Large language models (LLMs), also termed large foundation models (LFMs), in recent times have been enabling the creation of innovative software products that are solving a wide range of problems that were unimaginable until recent times. Different stakeholders in the software engineering and AI arena need to learn about how to create such LLM-powered software applications. And, the most important aspect of creating such apps is the application architecture of such LLM applications.
In this blog, we will learn about key application architecture components for LLM-based applications. This would be helpful for product managers, software architects, LLM architects, ML engineers, etc. LLMs in the software engineering landscape are also termed as the reasoning engine.
You might want to check this book to learn more – Building LLM-powered applications.
Key LLM Application Architecture Components
The following are the key application architectural components of LLM-powered applications:
- Prompts: Prompts form one of the most important aspects of LLM-powered applications. They represent user instructions in the form of natural text, passed to the application.
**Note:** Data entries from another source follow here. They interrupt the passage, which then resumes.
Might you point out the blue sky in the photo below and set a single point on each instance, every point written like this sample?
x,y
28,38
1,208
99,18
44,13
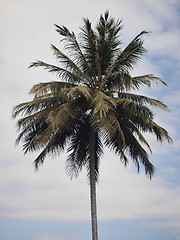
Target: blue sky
x,y
46,205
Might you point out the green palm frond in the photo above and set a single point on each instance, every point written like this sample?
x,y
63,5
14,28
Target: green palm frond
x,y
80,91
140,99
53,87
61,72
92,102
72,46
146,80
128,57
71,65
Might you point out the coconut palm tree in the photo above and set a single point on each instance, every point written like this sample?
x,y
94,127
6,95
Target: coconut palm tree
x,y
92,105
Prompts represent input to the LLMs. Apart from prompts entered by the user, some meta-prompts are attached to the user prompts and passed as a whole to the LLM.
- Models (LLMs): Two kinds of LLMs are used in LLM applications.
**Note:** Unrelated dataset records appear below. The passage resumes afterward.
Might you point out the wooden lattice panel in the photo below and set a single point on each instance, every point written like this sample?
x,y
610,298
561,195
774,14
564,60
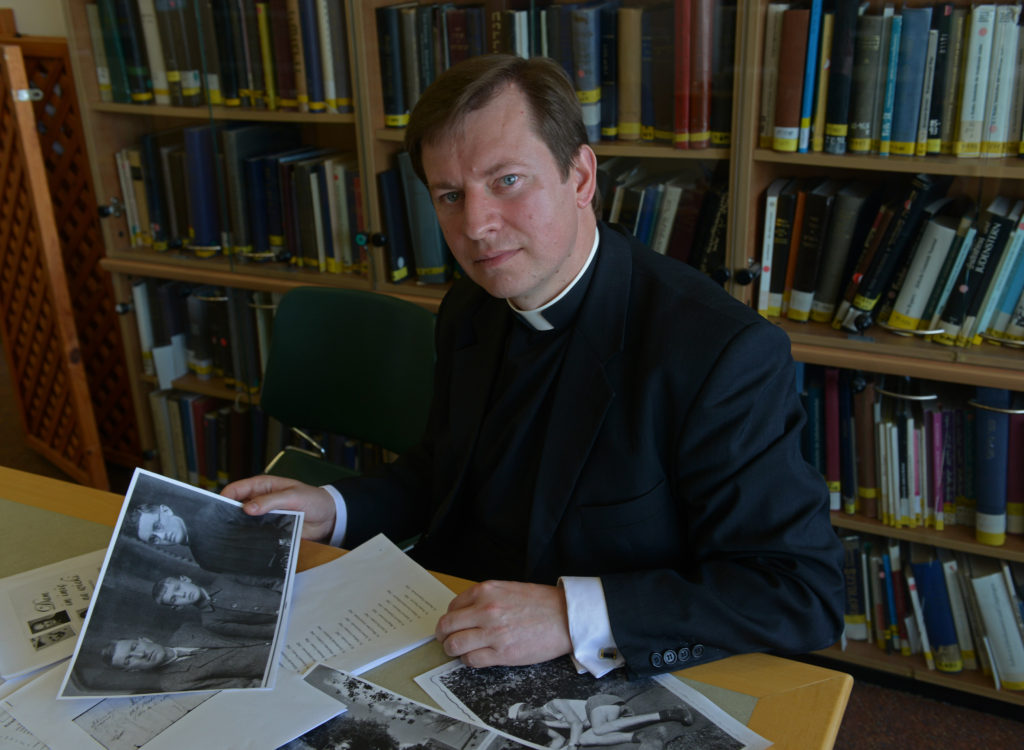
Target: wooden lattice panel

- One of them is proprietary LLMs which are foundation LLMs trained by commercial organizations such as OpenAI (GPT-3, GPT-4, etc) or Google (Gemini). These models can’t be retrained from scratch. However, they can be fine-tuned.
- The other kind of models are open-source LLMs whose code and architecture are freely available. They can be trained from scratch using custom data. LLama by Meta or Falcon LLM by TII are examples of such models.
- Memory: One of the key aspects of the LLM application is the usage of ongoing conversations for generating LLM output. These conversations happen using a conversational user interface where the user enters prompts. The output of LLM applications gets enriched if the information in past conversations can be referred to. This is where a system termed a memory system comes into play. It allows the LLM application to store and retrieve past conversations. The memory system used in the LLM application is a vector database (Vector DB). Some examples of Vector DBs include Chroma, Elasticsearch, Milvus, Pinecone, Qdrant, Weaviate, and Facebook AI Similarity Search (FAISS).
The following is a snapshot of how conversation data is stored and retrieved from a vector database:- Every conversation is converted into a numerical vector using the preferred embedding models such as BERT, GPT, etc.
- The numerical vectors are then stored in the vector database.
- The current prompt is converted into vector representation when required to retrieve a set of conversations. A similarity search is performed on the vector database to find the most relevant conversations. These conversations act as a context to feed the LLM to retrieve the contextually relevant response.
- AI orchestration framework: The AI orchestration framework represents lightweight libraries that make it easier to embed and orchestrate LLMs within applications. Three of the most popular AI orchestration frameworks are LangChain, HayStack, and Semantic Kernel.
- Plugins: Plugins represent add-on application components that help LLM applications extend functionality beyond core language generation or comprehension abilities.
Source Code Example representing LLM Application Architecture Components
The following code uses LanChain as an AI orchestration framework and is used to interact with embedding models, vector databases, LLM providers (such as OpenAI), etc.
Prompt converted to vector representation: The prompts once entered by the users are converted into a vector representation. The following is a sample code:
from langchain.embeddings import HuggingFaceEmbeddings
embedding_model = HuggingFaceEmbeddings(model_name="sentence-transformers/all-mpnet-base-v2")
prompt_vector = embedding_model.embed(prompt)
Similarity search from Vector DB to retrieve context: Use the generated prompt vector in the above step to perform a similarity search in the vector database (e.g., Pinecone, FAISS, Milvus) to retrieve relevant past conversations.
from langchain.vectorstores import Pinecone
vector_store = Pinecone(api_key='your_api_key', index_name='conversation_index')
relevant_conversations = vector_store.similarity_search(prompt_vector, top_k=5)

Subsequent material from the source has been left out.